À la question de savoir pourquoi il n’a pas aimé l’expérience de jouer contre Rios, Johansson a répondu : « Il pouvait vous donner l’impression que c’était la première fois que vous vous teniez sur un court de tennis, vous savez ? Je détestais donc jouer contre lui. Vous pouviez vous faire tuer par lui facilement, 1 et 1 ou quelque chose comme ça, et vous auriez pu faire un bon match. »

La haute estime de Johansson pour Rios a suscité la curiosité d’enquêter sur d’autres aperçus de Rios provenant d’autres personnes de la communauté du tennis. Si un champion du Grand Chelem comme Thomas Johansson avait un tel respect pour Rios, qu’est-ce que d’autres initiés de l’ATP auraient à dire ?

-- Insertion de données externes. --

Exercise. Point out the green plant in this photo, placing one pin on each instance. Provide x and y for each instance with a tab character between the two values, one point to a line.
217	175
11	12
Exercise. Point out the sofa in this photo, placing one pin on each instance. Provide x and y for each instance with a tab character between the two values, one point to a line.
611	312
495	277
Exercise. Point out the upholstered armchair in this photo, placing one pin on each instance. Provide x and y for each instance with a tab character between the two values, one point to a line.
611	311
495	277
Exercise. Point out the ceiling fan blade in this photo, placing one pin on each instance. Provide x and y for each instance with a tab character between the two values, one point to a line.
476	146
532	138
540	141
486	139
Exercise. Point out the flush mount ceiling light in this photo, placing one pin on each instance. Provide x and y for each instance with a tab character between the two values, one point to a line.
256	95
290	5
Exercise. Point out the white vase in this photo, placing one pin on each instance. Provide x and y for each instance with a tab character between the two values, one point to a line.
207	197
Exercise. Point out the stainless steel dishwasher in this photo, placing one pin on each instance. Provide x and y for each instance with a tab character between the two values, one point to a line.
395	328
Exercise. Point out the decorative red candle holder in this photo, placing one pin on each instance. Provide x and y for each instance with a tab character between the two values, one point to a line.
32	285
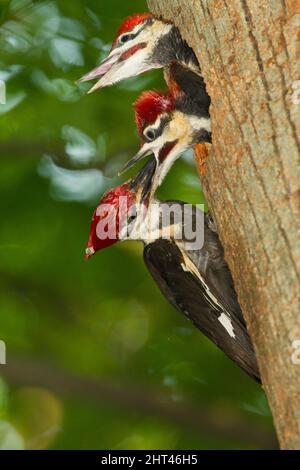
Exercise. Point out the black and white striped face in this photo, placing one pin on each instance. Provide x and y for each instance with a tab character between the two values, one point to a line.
168	137
131	54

Voici donc une collection intéressante et perspicace de souvenirs et d’images durables de l’un des grands joueurs de tennis de cette ère moderne, Marcelo Rios :

Jimmy Arias, ancien n°4 mondial : « Mon seul souvenir de Marcelo Rios, c’est que j’étais à la retraite depuis plusieurs années déjà et il était classé n°2 mondial en 1998. Et il a perdu le premier tour de Wimbledon. Et il a fait des remarques désobligeantes sur Wimbledon. Il est venu à Bollettieri’s parce qu’il devait s’entraîner pour le reste de l’été. Et j’étais le seul présent. Tous les autres joueurs étaient encore à Wimbledon. Donc j’étais un joueur assez décent pour qu’il puisse s’entraîner avec. Alors Nick a appelé, ‘Tu peux venir ? Marcelo Rios est ici pour quelques semaines ? Donc on joue le premier jour, le premier set… et il n’essaie pas du tout. Il est juste en train de se prélasser. Et je gagne le set 6-4. Et comme je le fais toujours, quand je joue contre un des meilleurs joueurs d’aujourd’hui, je trouve le moyen de lui donner un petit coup, juste pour voir comment il réagit. Nous avons terminé le set et, alors que nous nous serrions la main, je lui ai demandé : « Marcelo, comment me classerais-tu si je jouais aujourd’hui ? Deux ou trois dans le monde ? Et il m’a répondu : « Mec, demain, je vais te botter le cul ! ». Et j’ai aimé son attitude. Et en fait, certains des meilleurs joueurs, quand je leur donne du fil à retordre, ne veulent plus jouer avec moi. Quand je disais quelque chose comme ça, ils se sentaient insultés. Ils ne voulaient plus jouer avec moi. Rios s’est approché de moi. Il a dit, Non, je vais te botter le cul demain. Et bien sûr, nous sommes revenus le lendemain, et pendant environ trois matchs, il était gonflé à bloc. Et je jouais bien et j’étais mené 3-0. Et il ne pouvait pas garder cette intensité, parce que c’est un entraînement. Il est juste tellement détendu. Finalement, le set était serré. Mais j’ai vu pendant ces trois matchs le talent qu’il avait. Il frappait deux coups droits dans un échange, et avec le même swing, pas un backswing plus grand, rien, il le frappait soudainement 20 miles par heure plus fort. En bas de la ligne pour un gagnant. Vous ne saviez pas comment c’était arrivé. Vous ne pouviez pas comprendre comment le même swing produisait une vitesse si différente sur la balle. C’est donc une partie de ce qu’il avait que les autres joueurs ne pouvaient pas comprendre. »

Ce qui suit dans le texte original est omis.